Na ação revisional proposta, o consumidor pediu tutela de urgência para suspender os reajustes, sustentando que o primeiro aumento ocorreu apenas três meses após a contratação, em violação à periodicidade anual, e que a majoração por sinistralidade teria sido aplicada unilateralmente, sem memória de cálculo atuarial ou justificativa técnica.
O juízo de primeiro grau indeferiu a tutela, afirmando que seria necessária a formação do contraditório para aferir eventual abusividade e que não havia risco imediato que justificasse medida urgente.
Diante disso, o consumidor interpôs agravo de instrumento ao TJ/SP.
Falta de transparência
Ao analisar o recurso, o relator, juiz Olavo Sá Pereira da Silva, destacou que a relação contratual é de consumo, aplicando-se o CDC, conforme a súmula 608 do STJ, devendo prevalecer o dever de transparência e informação ao consumidor.
O magistrado apontou que o contrato foi firmado em fevereiro de 2024 e sofreu reajuste já em maio do mesmo ano, em aparente violação à periodicidade mínima anual.
Ressaltou que, embora planos coletivos não estejam sujeitos ao teto da ANS, isso não autoriza aumentos aleatórios ou unilaterais.
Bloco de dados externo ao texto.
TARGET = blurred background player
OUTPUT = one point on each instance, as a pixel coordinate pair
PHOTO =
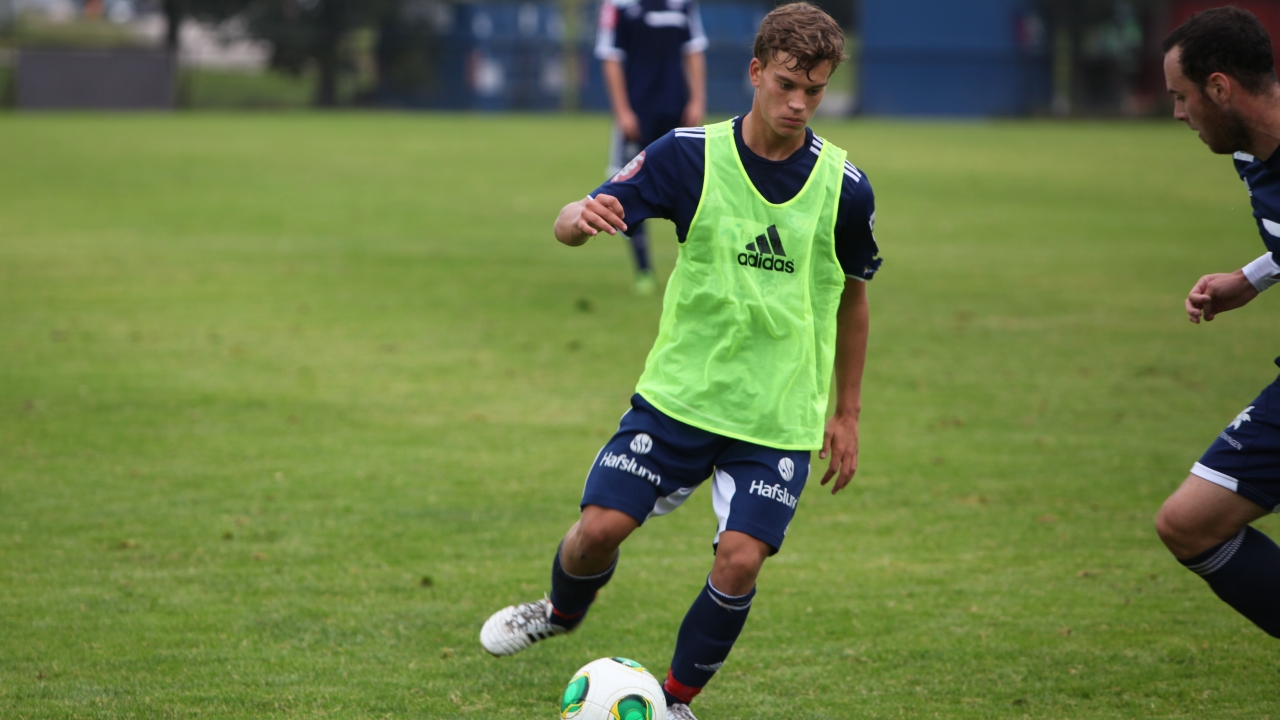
(653, 55)
(776, 249)
(1220, 71)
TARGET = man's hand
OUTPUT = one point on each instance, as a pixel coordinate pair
(840, 442)
(1217, 294)
(586, 218)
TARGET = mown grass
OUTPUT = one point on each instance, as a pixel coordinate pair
(289, 404)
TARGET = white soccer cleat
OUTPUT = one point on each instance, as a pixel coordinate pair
(517, 627)
(680, 711)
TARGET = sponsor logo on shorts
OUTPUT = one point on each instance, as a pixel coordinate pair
(786, 468)
(773, 492)
(1242, 418)
(627, 464)
(641, 443)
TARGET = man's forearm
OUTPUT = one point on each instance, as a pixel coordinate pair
(616, 85)
(853, 327)
(695, 74)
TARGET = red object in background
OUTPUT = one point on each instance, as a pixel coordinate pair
(1266, 10)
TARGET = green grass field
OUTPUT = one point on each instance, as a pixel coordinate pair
(289, 404)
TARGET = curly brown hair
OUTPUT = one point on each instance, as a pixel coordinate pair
(803, 32)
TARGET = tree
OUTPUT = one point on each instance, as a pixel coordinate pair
(312, 31)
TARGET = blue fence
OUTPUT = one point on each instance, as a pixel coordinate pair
(946, 58)
(511, 57)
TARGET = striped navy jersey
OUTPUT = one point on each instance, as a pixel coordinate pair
(650, 39)
(1262, 178)
(666, 181)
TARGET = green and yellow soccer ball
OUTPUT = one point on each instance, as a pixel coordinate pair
(613, 688)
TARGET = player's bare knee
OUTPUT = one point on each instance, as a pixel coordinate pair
(1173, 529)
(735, 570)
(595, 540)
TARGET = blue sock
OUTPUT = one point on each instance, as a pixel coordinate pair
(572, 596)
(705, 637)
(640, 247)
(1244, 572)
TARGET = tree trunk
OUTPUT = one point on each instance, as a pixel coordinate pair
(173, 12)
(327, 53)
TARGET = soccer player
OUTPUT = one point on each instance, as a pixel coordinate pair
(767, 297)
(653, 58)
(1220, 71)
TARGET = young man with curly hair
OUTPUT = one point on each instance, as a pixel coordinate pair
(768, 297)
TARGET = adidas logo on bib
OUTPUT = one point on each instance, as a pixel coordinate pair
(767, 254)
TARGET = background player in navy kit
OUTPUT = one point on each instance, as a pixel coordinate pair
(653, 55)
(656, 461)
(1219, 67)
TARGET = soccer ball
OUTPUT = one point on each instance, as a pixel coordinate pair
(613, 688)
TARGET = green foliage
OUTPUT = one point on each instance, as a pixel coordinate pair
(211, 89)
(289, 404)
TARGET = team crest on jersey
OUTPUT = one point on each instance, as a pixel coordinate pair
(1242, 418)
(786, 468)
(631, 169)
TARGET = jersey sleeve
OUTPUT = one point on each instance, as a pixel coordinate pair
(648, 186)
(607, 33)
(696, 41)
(855, 227)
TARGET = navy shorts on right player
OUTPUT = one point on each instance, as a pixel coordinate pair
(654, 463)
(1246, 456)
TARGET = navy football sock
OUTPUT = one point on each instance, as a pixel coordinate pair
(705, 637)
(571, 595)
(1244, 572)
(640, 247)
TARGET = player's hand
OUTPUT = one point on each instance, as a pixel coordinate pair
(840, 443)
(1217, 294)
(584, 219)
(630, 126)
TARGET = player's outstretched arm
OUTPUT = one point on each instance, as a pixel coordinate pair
(1217, 294)
(586, 218)
(840, 441)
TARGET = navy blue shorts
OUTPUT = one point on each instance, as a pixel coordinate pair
(1246, 456)
(654, 463)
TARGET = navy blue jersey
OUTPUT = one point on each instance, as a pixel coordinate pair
(1262, 178)
(666, 181)
(650, 39)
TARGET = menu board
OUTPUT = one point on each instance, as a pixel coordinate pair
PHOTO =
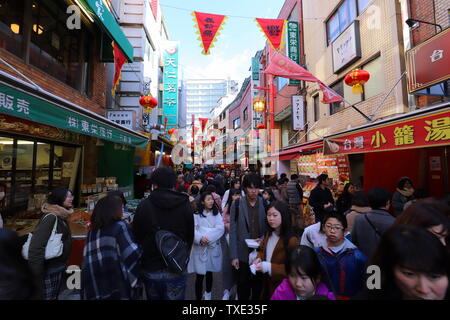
(336, 166)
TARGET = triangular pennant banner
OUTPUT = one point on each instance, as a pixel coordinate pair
(119, 60)
(203, 122)
(208, 26)
(329, 95)
(274, 30)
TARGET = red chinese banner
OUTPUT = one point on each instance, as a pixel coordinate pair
(282, 66)
(208, 26)
(422, 131)
(203, 122)
(274, 30)
(119, 60)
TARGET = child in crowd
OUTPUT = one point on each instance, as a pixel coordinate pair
(304, 277)
(342, 262)
(206, 254)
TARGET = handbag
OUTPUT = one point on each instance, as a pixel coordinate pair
(54, 247)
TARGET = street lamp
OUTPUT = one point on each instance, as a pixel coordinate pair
(259, 104)
(411, 22)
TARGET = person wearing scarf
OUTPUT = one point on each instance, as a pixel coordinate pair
(403, 194)
(48, 274)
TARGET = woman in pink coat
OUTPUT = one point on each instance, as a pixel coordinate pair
(304, 277)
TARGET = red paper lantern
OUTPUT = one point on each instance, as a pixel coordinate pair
(356, 79)
(261, 126)
(148, 101)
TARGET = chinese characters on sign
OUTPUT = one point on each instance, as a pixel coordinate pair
(432, 130)
(298, 113)
(274, 30)
(208, 26)
(293, 46)
(18, 104)
(170, 93)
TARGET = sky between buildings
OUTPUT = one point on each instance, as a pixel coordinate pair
(238, 42)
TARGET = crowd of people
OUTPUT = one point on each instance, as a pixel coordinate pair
(249, 230)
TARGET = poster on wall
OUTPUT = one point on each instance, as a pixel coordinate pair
(435, 164)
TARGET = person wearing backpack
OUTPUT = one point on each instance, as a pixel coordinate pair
(247, 221)
(368, 228)
(167, 211)
(206, 254)
(274, 248)
(48, 273)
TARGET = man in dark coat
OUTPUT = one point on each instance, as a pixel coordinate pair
(321, 198)
(171, 211)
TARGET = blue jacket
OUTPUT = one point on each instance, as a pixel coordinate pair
(345, 270)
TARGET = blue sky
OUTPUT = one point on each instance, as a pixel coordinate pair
(239, 40)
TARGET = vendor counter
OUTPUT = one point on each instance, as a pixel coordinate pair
(79, 223)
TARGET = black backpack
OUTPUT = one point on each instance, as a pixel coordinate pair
(173, 249)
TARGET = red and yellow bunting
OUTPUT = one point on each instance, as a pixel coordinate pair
(274, 30)
(208, 26)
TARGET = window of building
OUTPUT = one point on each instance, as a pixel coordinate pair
(337, 106)
(11, 25)
(316, 107)
(362, 4)
(237, 123)
(341, 19)
(376, 83)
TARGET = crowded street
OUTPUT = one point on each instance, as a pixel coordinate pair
(241, 151)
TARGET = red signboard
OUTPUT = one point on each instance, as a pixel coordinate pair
(422, 131)
(429, 62)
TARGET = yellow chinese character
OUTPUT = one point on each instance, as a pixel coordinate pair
(404, 135)
(439, 130)
(377, 139)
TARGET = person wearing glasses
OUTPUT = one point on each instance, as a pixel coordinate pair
(340, 259)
Assim, reajustes por sinistralidade exigem demonstração concreta do desequilíbrio econômico-financeiro do contrato, mediante apresentação de cálculos atuariais idôneos.
No caso, porém, não havia documentação técnica que justificasse a majoração em patamar muito superior aos índices divulgados pela ANS, configurando abusividade prima facie.
O relator também reconheceu o perigo de dano, destacando o risco concreto de inadimplência e consequente rescisão contratual, o que poderia deixar o consumidor desassistido, diante da natureza essencial do serviço de assistência à saúde.
Decisão
Por unanimidade, o TJ/SP deu provimento ao recurso para conceder tutela antecipada, determinando que a operadora limite o reajuste anual da mensalidade ao índice autorizado pela ANS para planos individuais e familiares, afastando a cobrança de percentuais baseados exclusivamente em sinistralidade sem comprovação técnica, sob pena de multa diária em caso de descumprimento.
O escritório Andrea Romano Advocacia atua no caso.